State test scores became available to us this week. I always get mixed feelings - my kids work SO HARD on the CSTs (California Standards Test) every year, and I always think, "They are going to do well. They worked so hard and really tried. They knew the information. This is the year." Every year I get my hopes up. Then my hopes come crashing down when I see the results. It is a mixed bag - the scores range from amazing to holy-crap-how-did-that-happen? But this year what stands out for me is one story - the story of Cristina.
Cristina is an English learner who was in my class for two years. She came to my class at the beginning of her third grade year. The following year I had a third and fourth grade combination class, and she was one of the many students I looped. What a gift!
I conduct IRIs (Individualized Reading Inventory) with every one of my students three times throughout the year. I have done this for as long as I can remember, but it became especially important when NCLB and high stakes testing really kicked into gear. (More on that later.) Two years ago, Cristina, along with a few other students, could not pass the pre-primer IRI. Further assessment revealed she had major gaps in her reading skills in all areas, but especially decoding/phonics. After parent-teacher conferences, it was clear why.
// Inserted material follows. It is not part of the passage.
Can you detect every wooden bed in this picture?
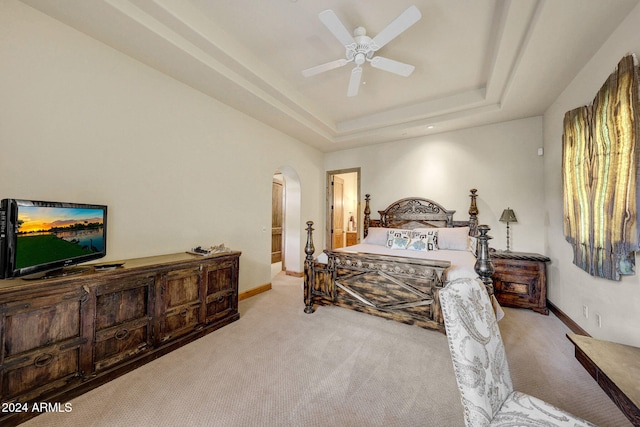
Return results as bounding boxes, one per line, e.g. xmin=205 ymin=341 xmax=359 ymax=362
xmin=304 ymin=189 xmax=493 ymax=332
Cristina had missed a great deal of school her first few years. I had my work cut out for me.
By the end of her third grade year, Cristina passed the pre-primer, primer, and first grade IRIs. She also improved in all of the other assessments that I use to assess reading skills. I was so proud of her! When she returned for fourth grade, she was the only one of my "loopers" who showed increased reading scores over the summer. She told me, "My mom worked really hard with me." It showed. (Even more impressive? Her mother is a beginning English learner herself.) Cristina was still at the first grade level, but had increases in her accuracy, comprehension, and fluency. Yet the second grade IRI was just out of her grasp. Still lots of work to do.
By the end of her fourth grade year, Cristina passed the third grade IRI with flying colors. Her scores on all other assessments had increased as well. She had made phenomenal growth over the past two years - she moved up five levels! Again, I was so proud of her. In addition, over the course of the two years Cristina went from a Beginning level EL to an Intermediate, bypassing the Early Intermediate level completely.
That brings us to the CSTs. Cristina's third grade ELA score earned her a "Below Basic" rating. Not surprising. In fourth grade, she scored one point higher than the previous year, but due to increased cut-offs, she is now labeled "Far Below Basic." Heart-breaking.
If Cristina is to be judged solely by these numbers, one might think a host of things. Maybe she has a learning disability? Maybe she doesn't try? Maybe she doesn't have support at home? Of course, all of these assumptions are false. This kid works her tail off and gives her best every single day, and so does her mother. How else could she have made such amazing growth?
Is it fair that I be judged by these numbers? Of course not. This is the problem with high stakes testing - it tells you NOTHING about what students know, or what teachers have done. It tells you nothing about how far students have come. These numbers tell you nothing about my instruction as a teacher. These numbers tell nothing about all of the small group instruction and interventions this child received. The numbers do not tell how hard this kid has worked, or how hard I have worked. This child made AMAZING growth. But you would never know that from the test scores. Test scores do not tell you each child's story.
If standardized testing is going to be a part of what we look at when assessing student and teacher performance, fine. (Well, not really.) But it sure as hell shouldn't be the only thing. And it definitely does not deserve much weight. Authentic measures, such as IRIs, are what is needed. Measures that show growth. Measures that paint a more accurate picture. Measures that actually work to inform instruction. Measures that mean something. It is time for this madness to stop. The Cristinas in our classrooms deserve better. And so do we.